Navin Shenoy, general manager del Data Center Group presso Intel, riferisce che Intel ha fatto ulteriori passi avanti nel risolvere le vulnerabilità note come “Spectre” e “Meltdown”. “Continuiamo a sostenere i nostri clienti in questo percorso e restiamo concentrati nel farlo” scrive Shenoy, spiegando ancora una volta che sono stati resi disponibili aggiornamenti firmware per il 90% delle CPU Intel prodotte negli ultimi cinque anni ma anche che “ancora c’è del lavoro da fare”. Gli update firmware sono efficaci per mitigare l’esposizione a problematiche di sicurezza ma alcuni utenti hanno riportato problemi di riavvi frequenti sui sistemi aggiornati.

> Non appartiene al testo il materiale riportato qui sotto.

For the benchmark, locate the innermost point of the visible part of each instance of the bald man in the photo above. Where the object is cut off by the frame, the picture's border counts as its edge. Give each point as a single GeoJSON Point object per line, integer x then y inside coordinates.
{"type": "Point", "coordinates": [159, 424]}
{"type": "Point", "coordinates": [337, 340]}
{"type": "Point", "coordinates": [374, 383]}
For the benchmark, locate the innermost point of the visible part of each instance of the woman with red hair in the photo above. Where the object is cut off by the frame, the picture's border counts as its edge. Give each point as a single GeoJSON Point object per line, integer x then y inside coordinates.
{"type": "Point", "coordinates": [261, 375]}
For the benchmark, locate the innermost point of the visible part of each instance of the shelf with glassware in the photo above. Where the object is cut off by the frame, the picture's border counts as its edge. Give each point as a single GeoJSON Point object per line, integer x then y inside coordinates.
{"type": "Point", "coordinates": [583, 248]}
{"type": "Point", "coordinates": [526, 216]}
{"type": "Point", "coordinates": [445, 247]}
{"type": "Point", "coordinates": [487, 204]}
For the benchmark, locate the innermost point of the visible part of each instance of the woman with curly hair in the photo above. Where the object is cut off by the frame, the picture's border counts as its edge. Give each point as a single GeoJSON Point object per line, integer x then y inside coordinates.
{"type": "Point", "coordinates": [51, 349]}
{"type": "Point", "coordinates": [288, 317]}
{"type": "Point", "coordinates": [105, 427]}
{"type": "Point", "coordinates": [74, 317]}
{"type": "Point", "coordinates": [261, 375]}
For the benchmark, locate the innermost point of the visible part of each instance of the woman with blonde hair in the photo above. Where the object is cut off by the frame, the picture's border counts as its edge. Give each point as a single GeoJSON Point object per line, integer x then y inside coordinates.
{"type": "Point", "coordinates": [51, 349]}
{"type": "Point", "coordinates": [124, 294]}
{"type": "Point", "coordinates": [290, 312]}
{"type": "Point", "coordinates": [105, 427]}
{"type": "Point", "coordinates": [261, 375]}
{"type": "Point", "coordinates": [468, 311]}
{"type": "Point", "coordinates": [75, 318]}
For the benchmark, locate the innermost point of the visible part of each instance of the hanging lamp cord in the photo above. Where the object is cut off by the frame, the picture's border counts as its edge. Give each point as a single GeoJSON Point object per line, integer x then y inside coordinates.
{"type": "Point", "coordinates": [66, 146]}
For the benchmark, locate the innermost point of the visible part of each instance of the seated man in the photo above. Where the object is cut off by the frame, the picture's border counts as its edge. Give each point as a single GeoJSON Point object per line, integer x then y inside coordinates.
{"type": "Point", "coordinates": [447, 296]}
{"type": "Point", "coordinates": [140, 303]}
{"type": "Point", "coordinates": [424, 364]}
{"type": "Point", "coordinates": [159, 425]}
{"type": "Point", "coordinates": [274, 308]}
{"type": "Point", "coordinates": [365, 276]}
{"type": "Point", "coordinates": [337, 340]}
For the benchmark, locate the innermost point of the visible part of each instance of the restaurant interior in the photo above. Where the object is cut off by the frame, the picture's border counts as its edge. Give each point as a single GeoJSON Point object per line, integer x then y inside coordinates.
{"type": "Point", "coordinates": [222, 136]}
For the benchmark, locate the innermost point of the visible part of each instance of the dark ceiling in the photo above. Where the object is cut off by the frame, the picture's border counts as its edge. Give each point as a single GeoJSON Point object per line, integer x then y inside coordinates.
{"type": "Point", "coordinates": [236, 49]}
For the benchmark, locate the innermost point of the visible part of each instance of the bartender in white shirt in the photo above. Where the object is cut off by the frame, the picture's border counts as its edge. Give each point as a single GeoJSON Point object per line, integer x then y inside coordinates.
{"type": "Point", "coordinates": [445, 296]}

“In quest’ambito, abbiamo determinato che simili comportamenti si verificano con alcune configurazioni che includono piattaforme Ivy Bridge, Sandy Bridge, Skylake e Kaby Lake”. “Siamo stati in grado di riprodurre questi problemi internamente e facendo progressi nell’identificare la causa alla radice. Parallelamente, la prossima settimana forniremo il microcodice beta ai vendor per la convalida”.
Nel post del manager Intel, si parla anche di benchmark relativi alle performance nei data center e dell’impatto che le patch hanno sul carico di lavoro in generale. L’impatto in termini di performance dipende in generale da specifici carichi di lavoro e configurazioni, compiti svolti, numero di utenti/stato di privilegio massimo riservato all’esecuzione del kernel. Secondo Intel l’impatto varia da 0 al 2% nei test che misurano le performance di throughput che utilizzano interi o numeri in virgola mobile. Un impatto del 4% è stato verificato in un benchmark (OLTP) che misura meccanismi legati alle elaborazioni di transazioni online. I benchmark legati allo storage possono arrivare a un impatto anche notevole, con il test FlexibleIO che mostra un decremento in termini di throughput che arriva al 18% nella fase di stress del processore e decade al 2% usando un modello di lettura/scrittura 70/30; quando l’uso della CPU è basso (100% nel caso di sole letture) non vi è alcun impatto sull’utilizzo della CPU. Nei test Storage Performance Development Kit (SPDK), insieme di strumenti e librerie per applicazioni scalabili ad alte prestazioni, l’impatto è notevole e può arrivare fino a un 25% usando un solo core.